An attacker can fill your disk by generating massive log output. Cap it:

1
2
3
4
5
logging:
  driver: json-file
  options:
    max-size: "50m"
    max-file: "5"

This keeps total logs under 250MB per container. Adjust based on your monitoring needs.

Read-Only Volume Mounts

If a container only reads data, mount it read-only:

1
2
3
volumes:
  - /mnt/tank/media:/media:ro
  - /mnt/tank/config:/config:rw  # Only config needs writing

A compromised Plex container shouldn’t be able to encrypt your media library.

Network Isolation

Run exposed containers in a separate network. If one gets compromised, it can’t reach your internal services:

 1
 2
 3
 4
 5
 6
 7
 8
 9
10
11
12
13
14
networks:
  dmz:
    driver: bridge
  internal:
    driver: bridge
    internal: true

services:
  nginx:
    networks:
      - dmz
  database:
    networks:
      - internal

The database becomes unreachable from the dmz network.
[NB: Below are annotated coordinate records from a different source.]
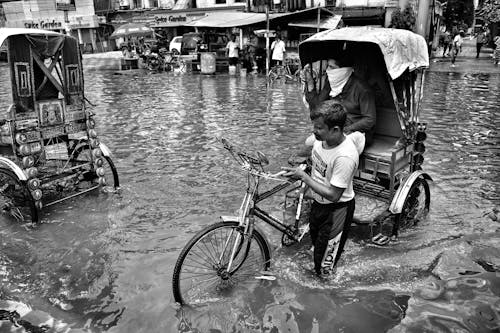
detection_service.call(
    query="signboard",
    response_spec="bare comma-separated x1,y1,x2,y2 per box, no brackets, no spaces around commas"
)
152,13,206,27
118,0,130,10
56,0,76,11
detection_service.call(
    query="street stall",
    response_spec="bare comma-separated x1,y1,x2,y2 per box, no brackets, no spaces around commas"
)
0,28,119,222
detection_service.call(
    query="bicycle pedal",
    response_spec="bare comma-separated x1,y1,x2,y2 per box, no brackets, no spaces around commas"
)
298,224,309,242
255,275,276,281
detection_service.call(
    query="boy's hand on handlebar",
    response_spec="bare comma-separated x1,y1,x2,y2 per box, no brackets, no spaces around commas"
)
281,166,307,179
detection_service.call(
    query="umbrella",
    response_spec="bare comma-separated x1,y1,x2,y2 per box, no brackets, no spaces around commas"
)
109,23,154,39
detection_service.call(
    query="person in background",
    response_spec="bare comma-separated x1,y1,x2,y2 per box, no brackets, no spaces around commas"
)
246,35,257,74
476,28,486,58
271,33,286,66
493,35,500,66
301,59,376,146
122,46,132,59
443,30,451,58
451,30,465,67
226,35,239,66
283,101,364,277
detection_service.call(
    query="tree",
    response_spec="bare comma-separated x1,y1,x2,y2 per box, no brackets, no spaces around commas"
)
389,5,416,30
478,0,500,24
443,0,474,30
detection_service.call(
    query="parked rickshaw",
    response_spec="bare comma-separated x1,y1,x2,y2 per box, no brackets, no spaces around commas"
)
0,28,119,222
299,27,432,239
172,27,431,304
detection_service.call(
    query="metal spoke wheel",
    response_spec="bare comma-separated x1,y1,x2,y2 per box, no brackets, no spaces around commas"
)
392,178,431,236
71,144,120,192
0,168,38,222
172,222,270,304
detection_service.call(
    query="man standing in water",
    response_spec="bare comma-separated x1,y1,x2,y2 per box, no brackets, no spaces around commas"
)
284,101,365,276
226,35,239,66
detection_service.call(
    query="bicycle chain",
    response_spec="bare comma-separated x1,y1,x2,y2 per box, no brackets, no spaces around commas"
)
0,309,50,333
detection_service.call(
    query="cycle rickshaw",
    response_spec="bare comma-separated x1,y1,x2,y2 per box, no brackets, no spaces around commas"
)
173,27,431,304
0,28,119,222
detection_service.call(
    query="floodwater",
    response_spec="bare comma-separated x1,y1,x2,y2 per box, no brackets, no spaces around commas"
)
0,65,500,333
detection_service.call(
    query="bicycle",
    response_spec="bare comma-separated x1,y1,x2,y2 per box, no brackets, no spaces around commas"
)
267,59,300,83
172,138,309,305
164,50,186,73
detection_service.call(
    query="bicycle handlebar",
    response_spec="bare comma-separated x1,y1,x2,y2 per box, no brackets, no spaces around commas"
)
217,137,293,182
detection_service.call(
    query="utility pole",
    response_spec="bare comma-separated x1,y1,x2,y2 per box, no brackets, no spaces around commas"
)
266,0,270,76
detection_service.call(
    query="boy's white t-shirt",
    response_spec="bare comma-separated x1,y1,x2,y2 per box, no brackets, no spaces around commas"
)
306,132,365,204
226,40,238,58
271,40,286,61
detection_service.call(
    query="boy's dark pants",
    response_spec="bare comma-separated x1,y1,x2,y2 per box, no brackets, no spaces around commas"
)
309,199,355,274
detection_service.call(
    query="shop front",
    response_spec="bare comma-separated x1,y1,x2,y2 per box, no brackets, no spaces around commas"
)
3,1,99,52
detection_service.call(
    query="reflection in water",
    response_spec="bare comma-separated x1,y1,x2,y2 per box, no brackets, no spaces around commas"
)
0,66,500,333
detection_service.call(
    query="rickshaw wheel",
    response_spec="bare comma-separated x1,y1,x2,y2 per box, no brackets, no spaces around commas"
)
73,144,120,190
392,178,431,236
0,168,38,223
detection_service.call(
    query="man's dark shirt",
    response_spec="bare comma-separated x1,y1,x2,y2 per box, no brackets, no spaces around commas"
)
306,74,376,141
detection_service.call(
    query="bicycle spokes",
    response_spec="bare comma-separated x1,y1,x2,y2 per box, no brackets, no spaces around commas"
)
179,225,266,303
The exposed nginx can only reach what you explicitly connect to both networks.

Complete Example

Here’s a hardened container configuration:

 1
 2
 3
 4
 5
 6
 7
 8
 9
10
11
12
13
14
15
16
17
18
19
20
21
22
23
24
25
26
services:
  myapp:
    image: myapp:1.0  # Pin versions, avoid :latest
    user: "1000:1000"
    read_only: true
    tty: false
    stdin_open: false
    security_opt:
      - no-new-privileges:true
    cap_drop:
      - ALL
    tmpfs:
      - /tmp:rw,noexec,nosuid,nodev,size=128m
    pids_limit: 256
    mem_limit: 512m
    cpus: 1
    logging:
      driver: json-file
      options:
        max-size: "10m"
        max-file: "3"
    volumes:
      - ./config:/config:rw
      - /data/media:/media:ro
    networks:
      - dmz

Reusing Configuration

YAML anchors prevent duplication across services:

 1
 2
 3
 4
 5
 6
 7
 8
 9
10
11
12
13
14
15
16
17
18
19
20
21
22
23
24
25
26
27
28
x-hardened: &hardened
  restart: unless-stopped
  read_only: true
  tty: false
  stdin_open: false
  security_opt:
    - no-new-privileges:true
  cap_drop:
    - ALL
  pids_limit: 256
  logging:
    driver: json-file
    options:
      max-size: "10m"
      max-file: "3"

services:
  api:
    <<: *hardened
    image: my-api:1.0
    user: "1000:1000"
    # service-specific config...

  worker:
    <<: *hardened
    image: my-worker:1.0
    user: "1000:1000"
    # service-specific config...

For larger setups, the include: directive splits configurations across files:

1
2
3
include:
  - path: services/nginx/docker-compose.yml
  - path: services/api/docker-compose.yml

When Things Break

Some containers won’t start with these restrictions. My approach:

Apply all restrictions
Check docker logs <container>
Remove one restriction at a time until it works
Document why that specific container needs the exception

Common issues:

read_only fails: Add specific writable tmpfs mounts
cap_drop breaks networking: Add back NET_BIND_SERVICE or NET_RAW
noexec /tmp breaks updates: Switch to exec for that container

Limitations

These settings reduce blast radius. They don’t eliminate risk. A compromised container can still:

Exfiltrate data it has read access to
Attack other containers on the same network
Attempt to exploit kernel vulnerabilities

For higher-risk services, consider running them in VMs or on dedicated hardware.

This works for my self-hosted setup. Adjust the resource limits and network topology for yours.